Setting up a self-managed Kafka Connect cluster with Confluent Cloud.

Set up Confluent Cloud

Create a cluster and a schema registry.

You might also want to start the DataGen source connector.

Add credentials

Edit the .env file to add your Kafka bootstrap server and API key/secret as well as your schema registry url and API key/secret.

  • Be sure not to confuse Kafka and schema registry credentials.
  • Use a Kafka API key with 'global access'.

Bring up connect cluster

You should be able to start the Connect cluster:

docker-compose up -d

It can take a couple of minutes for the connect cluster to fully start. You could repeatedly use

curl http://localhost:8083

until you see a non-404 response.

Have a look at the Confluent Cloud UI: you should now see three Connect metadata topics (all starting with self-managed-connect-).

Use

curl http://localhost:8083/connectors

to see a list of deployed connectors. It should be empty.

Use

curl http://localhost:8083/connector-plugins

to see a list of currently available connectors. Recent version of the docker images contain only a minimal selection of connectors.

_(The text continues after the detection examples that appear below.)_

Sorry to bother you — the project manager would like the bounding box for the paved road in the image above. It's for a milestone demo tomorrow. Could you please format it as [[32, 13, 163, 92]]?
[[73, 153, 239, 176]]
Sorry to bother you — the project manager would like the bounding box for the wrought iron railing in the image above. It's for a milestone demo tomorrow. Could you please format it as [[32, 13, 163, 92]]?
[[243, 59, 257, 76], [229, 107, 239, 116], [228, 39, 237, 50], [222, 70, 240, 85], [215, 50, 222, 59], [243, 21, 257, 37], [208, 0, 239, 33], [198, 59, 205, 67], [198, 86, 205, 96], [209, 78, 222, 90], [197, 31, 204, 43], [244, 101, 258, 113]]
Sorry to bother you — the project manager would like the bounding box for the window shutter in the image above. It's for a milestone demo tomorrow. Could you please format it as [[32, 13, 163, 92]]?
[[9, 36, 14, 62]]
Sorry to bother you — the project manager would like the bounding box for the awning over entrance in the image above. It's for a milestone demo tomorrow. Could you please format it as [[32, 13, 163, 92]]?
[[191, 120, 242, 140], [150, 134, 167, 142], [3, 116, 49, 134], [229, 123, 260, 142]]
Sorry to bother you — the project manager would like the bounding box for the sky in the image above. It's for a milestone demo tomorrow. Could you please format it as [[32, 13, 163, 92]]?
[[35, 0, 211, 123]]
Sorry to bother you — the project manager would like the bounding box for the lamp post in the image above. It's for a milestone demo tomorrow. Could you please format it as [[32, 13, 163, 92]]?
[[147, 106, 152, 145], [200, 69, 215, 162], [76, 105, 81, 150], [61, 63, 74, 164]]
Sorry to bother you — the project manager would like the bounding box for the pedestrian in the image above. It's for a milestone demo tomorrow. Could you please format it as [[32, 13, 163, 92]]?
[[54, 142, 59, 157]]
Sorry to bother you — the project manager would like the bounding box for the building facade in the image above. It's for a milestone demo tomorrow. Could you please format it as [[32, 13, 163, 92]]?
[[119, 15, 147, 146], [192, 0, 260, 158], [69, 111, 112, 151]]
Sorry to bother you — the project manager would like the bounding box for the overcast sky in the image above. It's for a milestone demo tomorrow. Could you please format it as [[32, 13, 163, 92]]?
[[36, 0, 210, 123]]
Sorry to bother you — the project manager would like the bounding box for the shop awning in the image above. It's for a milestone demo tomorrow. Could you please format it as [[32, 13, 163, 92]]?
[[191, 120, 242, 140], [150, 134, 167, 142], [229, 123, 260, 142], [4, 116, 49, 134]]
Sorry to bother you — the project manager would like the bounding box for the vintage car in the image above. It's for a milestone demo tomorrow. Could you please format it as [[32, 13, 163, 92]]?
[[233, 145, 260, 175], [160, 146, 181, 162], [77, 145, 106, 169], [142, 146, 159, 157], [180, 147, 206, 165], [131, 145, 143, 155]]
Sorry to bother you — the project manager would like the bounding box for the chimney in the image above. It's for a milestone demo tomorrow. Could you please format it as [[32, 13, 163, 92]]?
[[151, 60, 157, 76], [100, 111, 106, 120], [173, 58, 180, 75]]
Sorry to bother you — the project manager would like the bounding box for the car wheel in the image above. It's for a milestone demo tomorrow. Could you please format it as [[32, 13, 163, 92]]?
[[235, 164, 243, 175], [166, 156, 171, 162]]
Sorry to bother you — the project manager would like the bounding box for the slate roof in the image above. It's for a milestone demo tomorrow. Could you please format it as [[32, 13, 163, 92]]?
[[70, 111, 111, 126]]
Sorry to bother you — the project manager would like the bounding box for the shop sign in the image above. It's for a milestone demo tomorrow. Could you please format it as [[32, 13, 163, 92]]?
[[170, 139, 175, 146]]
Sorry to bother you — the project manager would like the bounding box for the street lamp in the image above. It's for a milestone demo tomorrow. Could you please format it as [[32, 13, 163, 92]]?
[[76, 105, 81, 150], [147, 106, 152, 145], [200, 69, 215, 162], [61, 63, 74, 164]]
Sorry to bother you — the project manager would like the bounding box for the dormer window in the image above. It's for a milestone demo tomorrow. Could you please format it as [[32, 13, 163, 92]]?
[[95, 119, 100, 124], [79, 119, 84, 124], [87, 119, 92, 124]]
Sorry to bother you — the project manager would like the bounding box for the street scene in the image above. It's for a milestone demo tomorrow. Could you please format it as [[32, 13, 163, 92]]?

Install the JDBC sink connector

We will now install the JDBC sink connector from Confluent Hub.

docker compose exec kafka-connect confluent-hub install --no-prompt confluentinc/kafka-connect-jdbc:10.3.3

In a production environment, you would most likely build a custom docker image with the connector build in.

We can double check that the connector has been downloaded:

ls connect-plugins

but it has not been loaded by Connect yet (check curl http://localhost:8083/connector-plugins). For this, we need to restart Kafka connect:

docker compose restart kafka-connect

After about 1 minute we should be able to see our new added plugins:

curl http://localhost:8083/connector-plugins

Deploy the first connector

curl -X POST -d @jdbc-sink-simple.json  http://localhost:8083/connectors -H 'Content-Type: application/json'

Double-check it has been deployed:

curl http://localhost:8083/connectors

and check its status:

curl http://localhost:8083/connectors/simple-jdbc-sink/status

Let's look whether we are actually writing data:

docker compose exec postgres psql postgres postgres
\dt
select * from "users-avro";

At this point we might realize that having a dash in table-name isn't really convenient. Moreover, we suddenly remember a requirement to mask the user_id before writing out the data.

Both things can be fixed by using SMTs.

Deploy connector with SMTs

curl -X POST -d @jdbc-sink-with-smt.json  http://localhost:8083/connectors -H 'Content-Type: application/json'

After deploying, we should double-check the status and then check in the database that we have indeed changed the tablename.